We are now ready to perform exploratory analysis on the data. It would be interesting and helpful to find the most frequently occurring words in the data. Here we list the most common unigrams, bigrams, and trigrams.

library(RWeka)
library(ggplot2)

## 
## Attaching package: 'ggplot2'

## The following object is masked from 'package:NLP':
## 
##     annotate

options(mc.cores=1)

getFreq <- function(tdm) {
  freq <- sort(rowSums(as.matrix(tdm)), decreasing = TRUE)
  return(data.frame(word = names(freq), freq = freq))
}
bigram <- function(x) NGramTokenizer(x, Weka_control(min = 2, max = 2))
trigram <- function(x) NGramTokenizer(x, Weka_control(min = 3, max = 3))
makePlot <- function(data, label) {
  ggplot(data[1:30,], aes(reorder(word, -freq), freq)) +
         labs(x = label, y = "Frequency") +
         theme(axis.text.x = element_text(angle = 60, size = 12, hjust = 1)) +
         geom_bar(stat = "identity", fill = I("blue"))
}

# Get frequencies of most common n-grams in data sample
freq1 <- getFreq(removeSparseTerms(TermDocumentMatrix(corpus), 0.9999))
freq2 <- getFreq(removeSparseTerms(TermDocumentMatrix(corpus, control = list(tokenize = bigram)), 0.9999))
freq3 <- getFreq(removeSparseTerms(TermDocumentMatrix(corpus, control = list(tokenize = trigram)), 0.9999))

Here is a histogram of the 30 most common unigrams in the data sample.

makePlot(freq1, "30 Most Common Unigrams")

Here is a histogram of the 30 most common bigrams in the data sample.

makePlot(freq2, "30 Most Common Bigrams")

Here is a histogram of the 30 most common trigrams in the data sample.

makePlot(freq3, "30 Most Common Trigrams")

Next Steps For Prediction Algorithm And Shiny App

This concludes our exploratory analysis.
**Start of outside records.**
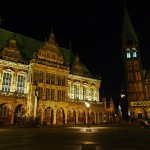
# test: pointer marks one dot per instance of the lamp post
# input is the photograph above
(87, 106)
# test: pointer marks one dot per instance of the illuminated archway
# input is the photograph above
(60, 116)
(48, 116)
(5, 113)
(19, 115)
(81, 117)
(91, 117)
(71, 116)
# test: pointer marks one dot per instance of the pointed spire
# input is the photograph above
(70, 45)
(51, 38)
(128, 29)
(51, 29)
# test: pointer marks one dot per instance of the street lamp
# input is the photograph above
(87, 106)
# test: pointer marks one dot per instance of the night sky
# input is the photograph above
(94, 29)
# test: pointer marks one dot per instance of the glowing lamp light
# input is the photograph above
(87, 105)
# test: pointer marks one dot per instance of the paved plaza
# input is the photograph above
(75, 138)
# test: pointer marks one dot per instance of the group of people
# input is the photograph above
(144, 124)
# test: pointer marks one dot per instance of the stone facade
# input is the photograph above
(47, 87)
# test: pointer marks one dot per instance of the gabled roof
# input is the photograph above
(128, 29)
(28, 46)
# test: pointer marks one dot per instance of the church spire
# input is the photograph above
(128, 29)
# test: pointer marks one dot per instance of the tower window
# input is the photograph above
(128, 55)
(134, 54)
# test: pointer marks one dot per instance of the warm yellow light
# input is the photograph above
(87, 105)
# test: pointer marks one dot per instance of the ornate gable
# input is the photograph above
(11, 51)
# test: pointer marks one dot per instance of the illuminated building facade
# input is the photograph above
(137, 79)
(44, 81)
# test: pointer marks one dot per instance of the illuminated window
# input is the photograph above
(92, 94)
(84, 93)
(128, 55)
(63, 80)
(69, 90)
(21, 84)
(7, 77)
(3, 111)
(52, 78)
(134, 53)
(76, 91)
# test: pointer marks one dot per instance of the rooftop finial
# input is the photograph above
(51, 28)
(70, 45)
(1, 20)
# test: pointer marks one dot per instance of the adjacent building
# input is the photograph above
(40, 80)
(137, 79)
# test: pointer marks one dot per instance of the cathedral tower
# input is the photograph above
(135, 91)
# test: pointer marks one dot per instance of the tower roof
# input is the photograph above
(128, 29)
(28, 46)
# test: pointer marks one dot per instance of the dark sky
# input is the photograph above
(93, 27)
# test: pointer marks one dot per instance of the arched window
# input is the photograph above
(76, 91)
(7, 80)
(128, 53)
(84, 92)
(134, 52)
(21, 82)
(69, 89)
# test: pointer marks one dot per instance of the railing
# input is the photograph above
(13, 94)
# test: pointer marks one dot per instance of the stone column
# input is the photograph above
(95, 119)
(54, 120)
(12, 117)
(65, 118)
(42, 116)
(86, 118)
(77, 118)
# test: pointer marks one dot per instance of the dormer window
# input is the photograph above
(134, 53)
(128, 53)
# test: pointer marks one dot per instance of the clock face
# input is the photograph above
(129, 42)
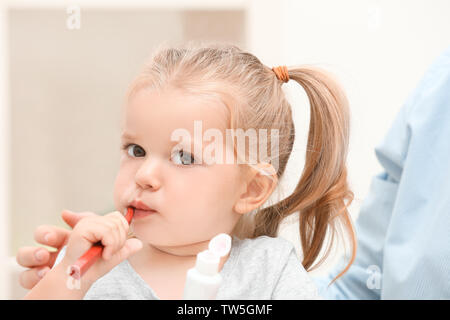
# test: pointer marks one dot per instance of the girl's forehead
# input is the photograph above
(152, 112)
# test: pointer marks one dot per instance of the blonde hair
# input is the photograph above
(253, 95)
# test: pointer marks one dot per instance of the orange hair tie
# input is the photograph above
(281, 73)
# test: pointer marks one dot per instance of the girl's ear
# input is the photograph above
(258, 186)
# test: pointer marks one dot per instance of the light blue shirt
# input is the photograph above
(403, 228)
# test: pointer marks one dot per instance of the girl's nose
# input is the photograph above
(148, 175)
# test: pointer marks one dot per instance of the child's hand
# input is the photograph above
(111, 230)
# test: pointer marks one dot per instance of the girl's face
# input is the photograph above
(194, 201)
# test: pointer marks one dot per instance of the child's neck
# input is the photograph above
(176, 256)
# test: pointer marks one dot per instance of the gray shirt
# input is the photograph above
(260, 268)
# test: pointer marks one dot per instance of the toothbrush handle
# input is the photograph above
(93, 254)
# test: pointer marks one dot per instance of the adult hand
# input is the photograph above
(39, 260)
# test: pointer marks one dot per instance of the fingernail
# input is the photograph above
(39, 255)
(47, 237)
(42, 272)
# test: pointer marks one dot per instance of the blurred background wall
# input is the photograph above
(61, 89)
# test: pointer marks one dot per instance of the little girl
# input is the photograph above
(184, 194)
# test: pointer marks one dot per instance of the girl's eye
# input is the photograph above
(134, 152)
(185, 157)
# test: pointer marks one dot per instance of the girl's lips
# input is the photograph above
(139, 213)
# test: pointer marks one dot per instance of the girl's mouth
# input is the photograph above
(141, 213)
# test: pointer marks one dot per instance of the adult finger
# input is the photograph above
(72, 218)
(52, 236)
(29, 278)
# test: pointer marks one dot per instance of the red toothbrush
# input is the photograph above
(90, 256)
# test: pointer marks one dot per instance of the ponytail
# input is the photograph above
(322, 194)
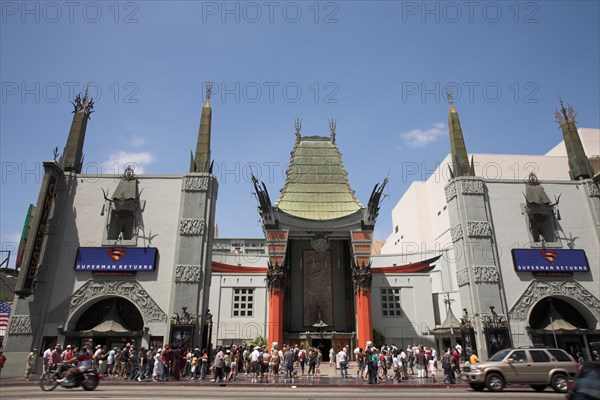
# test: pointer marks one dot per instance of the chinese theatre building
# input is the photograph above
(115, 259)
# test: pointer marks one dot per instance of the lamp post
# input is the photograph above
(208, 321)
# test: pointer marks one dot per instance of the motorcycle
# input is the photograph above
(87, 379)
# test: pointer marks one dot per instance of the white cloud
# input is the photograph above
(137, 141)
(418, 138)
(118, 161)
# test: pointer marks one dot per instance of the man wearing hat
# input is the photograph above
(55, 356)
(29, 363)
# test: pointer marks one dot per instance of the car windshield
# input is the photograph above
(499, 356)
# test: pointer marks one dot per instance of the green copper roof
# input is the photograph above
(316, 186)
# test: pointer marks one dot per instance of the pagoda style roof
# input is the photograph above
(316, 186)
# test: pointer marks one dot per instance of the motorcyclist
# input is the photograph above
(84, 362)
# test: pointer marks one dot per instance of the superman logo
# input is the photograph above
(116, 254)
(549, 255)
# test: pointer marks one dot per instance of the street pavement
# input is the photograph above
(329, 376)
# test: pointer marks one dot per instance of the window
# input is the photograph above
(519, 356)
(539, 356)
(560, 355)
(390, 302)
(243, 302)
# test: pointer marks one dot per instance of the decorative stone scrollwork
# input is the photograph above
(493, 321)
(472, 186)
(593, 189)
(462, 277)
(132, 291)
(479, 229)
(188, 274)
(539, 290)
(195, 183)
(362, 276)
(450, 191)
(275, 277)
(52, 226)
(41, 275)
(21, 325)
(486, 274)
(456, 233)
(191, 226)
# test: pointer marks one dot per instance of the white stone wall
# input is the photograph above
(226, 327)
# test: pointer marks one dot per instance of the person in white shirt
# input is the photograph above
(342, 359)
(47, 357)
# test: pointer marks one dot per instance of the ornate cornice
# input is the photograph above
(462, 277)
(593, 189)
(538, 290)
(195, 183)
(486, 274)
(188, 274)
(130, 290)
(191, 227)
(479, 229)
(362, 276)
(472, 186)
(450, 191)
(456, 233)
(275, 277)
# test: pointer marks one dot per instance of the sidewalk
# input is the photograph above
(329, 376)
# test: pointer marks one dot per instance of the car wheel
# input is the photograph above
(494, 382)
(559, 383)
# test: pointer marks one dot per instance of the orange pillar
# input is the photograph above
(363, 317)
(275, 321)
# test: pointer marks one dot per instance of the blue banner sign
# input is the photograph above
(550, 260)
(116, 259)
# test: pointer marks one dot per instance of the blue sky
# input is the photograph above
(378, 68)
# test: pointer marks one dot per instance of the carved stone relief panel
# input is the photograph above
(479, 229)
(486, 274)
(188, 274)
(472, 186)
(462, 277)
(450, 191)
(195, 183)
(132, 291)
(538, 290)
(456, 232)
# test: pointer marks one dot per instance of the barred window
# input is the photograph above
(390, 302)
(243, 302)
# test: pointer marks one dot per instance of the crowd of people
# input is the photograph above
(258, 363)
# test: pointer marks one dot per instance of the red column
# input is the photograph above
(363, 317)
(275, 321)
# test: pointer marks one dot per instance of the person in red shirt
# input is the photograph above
(2, 361)
(55, 356)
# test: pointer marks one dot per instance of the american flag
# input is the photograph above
(4, 314)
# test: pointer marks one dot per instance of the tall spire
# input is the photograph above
(579, 165)
(332, 126)
(460, 159)
(72, 158)
(298, 126)
(202, 162)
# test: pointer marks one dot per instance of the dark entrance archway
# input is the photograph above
(557, 323)
(112, 322)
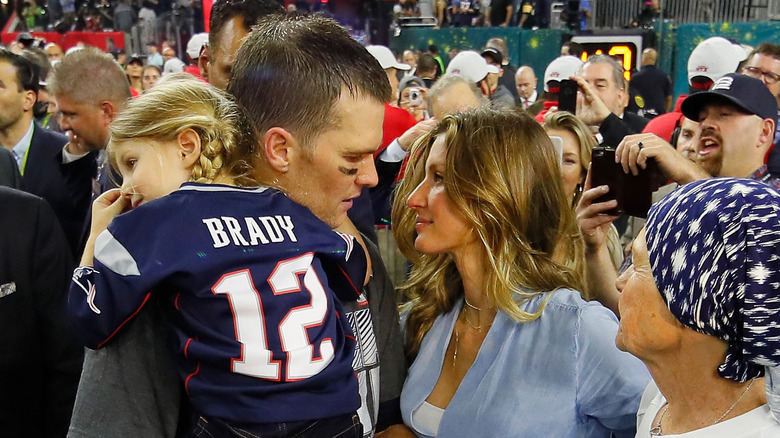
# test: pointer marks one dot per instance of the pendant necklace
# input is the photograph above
(656, 430)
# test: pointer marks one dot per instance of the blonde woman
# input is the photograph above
(501, 342)
(578, 144)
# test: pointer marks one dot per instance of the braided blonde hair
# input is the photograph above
(180, 102)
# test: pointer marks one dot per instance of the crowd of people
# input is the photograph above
(211, 234)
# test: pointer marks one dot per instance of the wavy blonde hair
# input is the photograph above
(502, 176)
(567, 121)
(180, 102)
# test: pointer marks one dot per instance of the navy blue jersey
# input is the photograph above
(252, 283)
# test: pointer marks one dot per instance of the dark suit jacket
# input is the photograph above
(40, 364)
(9, 171)
(66, 187)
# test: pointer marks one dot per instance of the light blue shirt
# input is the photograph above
(21, 148)
(558, 376)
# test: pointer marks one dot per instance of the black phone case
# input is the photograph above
(567, 96)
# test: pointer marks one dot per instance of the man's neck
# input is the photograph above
(11, 135)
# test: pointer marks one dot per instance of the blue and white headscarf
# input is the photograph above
(714, 248)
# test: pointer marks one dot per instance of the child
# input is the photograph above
(246, 276)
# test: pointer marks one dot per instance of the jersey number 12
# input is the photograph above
(256, 359)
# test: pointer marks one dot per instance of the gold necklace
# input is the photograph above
(455, 353)
(476, 328)
(657, 431)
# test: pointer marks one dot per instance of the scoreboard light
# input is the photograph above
(627, 49)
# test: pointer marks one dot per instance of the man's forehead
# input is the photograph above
(720, 103)
(597, 71)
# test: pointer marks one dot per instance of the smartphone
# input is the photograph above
(634, 193)
(567, 96)
(605, 172)
(415, 96)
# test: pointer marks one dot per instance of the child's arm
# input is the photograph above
(105, 208)
(108, 289)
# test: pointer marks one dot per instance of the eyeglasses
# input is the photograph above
(755, 72)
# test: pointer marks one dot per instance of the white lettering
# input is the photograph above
(235, 231)
(217, 234)
(723, 84)
(272, 229)
(255, 233)
(286, 223)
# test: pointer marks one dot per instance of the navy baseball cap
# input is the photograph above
(747, 93)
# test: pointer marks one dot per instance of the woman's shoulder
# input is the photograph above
(565, 304)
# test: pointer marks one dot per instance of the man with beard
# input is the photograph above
(736, 129)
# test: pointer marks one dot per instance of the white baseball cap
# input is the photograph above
(562, 67)
(471, 65)
(386, 58)
(715, 57)
(196, 43)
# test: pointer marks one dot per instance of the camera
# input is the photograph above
(567, 96)
(633, 193)
(415, 96)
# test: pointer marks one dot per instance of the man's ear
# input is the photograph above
(767, 136)
(189, 147)
(279, 148)
(108, 111)
(203, 62)
(30, 97)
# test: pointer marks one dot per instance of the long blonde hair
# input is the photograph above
(567, 121)
(180, 102)
(503, 177)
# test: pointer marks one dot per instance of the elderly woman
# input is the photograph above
(502, 344)
(700, 308)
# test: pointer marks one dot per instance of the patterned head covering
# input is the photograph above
(714, 248)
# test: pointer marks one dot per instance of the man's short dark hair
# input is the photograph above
(27, 73)
(249, 10)
(768, 49)
(291, 71)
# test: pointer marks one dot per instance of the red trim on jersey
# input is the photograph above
(187, 380)
(146, 298)
(186, 347)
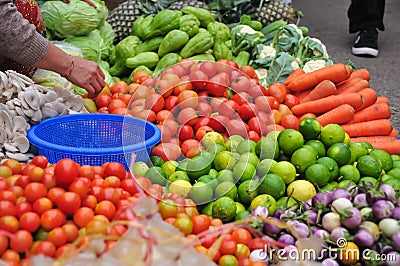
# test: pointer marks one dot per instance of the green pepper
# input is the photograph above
(150, 45)
(172, 42)
(198, 44)
(149, 59)
(167, 61)
(214, 27)
(203, 15)
(221, 51)
(189, 24)
(242, 59)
The next steps of this capstone project would be to finalize our predictive algorithm, and deploy our algorithm as a Shiny app.

Our predictive algorithm will be using n-gram model with frequency lookup similar to our exploratory analysis above. One possible strategy would be to use the trigram model to predict the next word. If no matching trigram can be found, then the algorithm would back off to the bigram model, and then to the unigram model if needed.

The user interface of the Shiny app will consist of a text input box that will allow a user to enter a phrase. Then the app will use our algorithm to suggest the most likely next word after a short delay. Our plan is also to allow the user to configure how many words our app should suggest.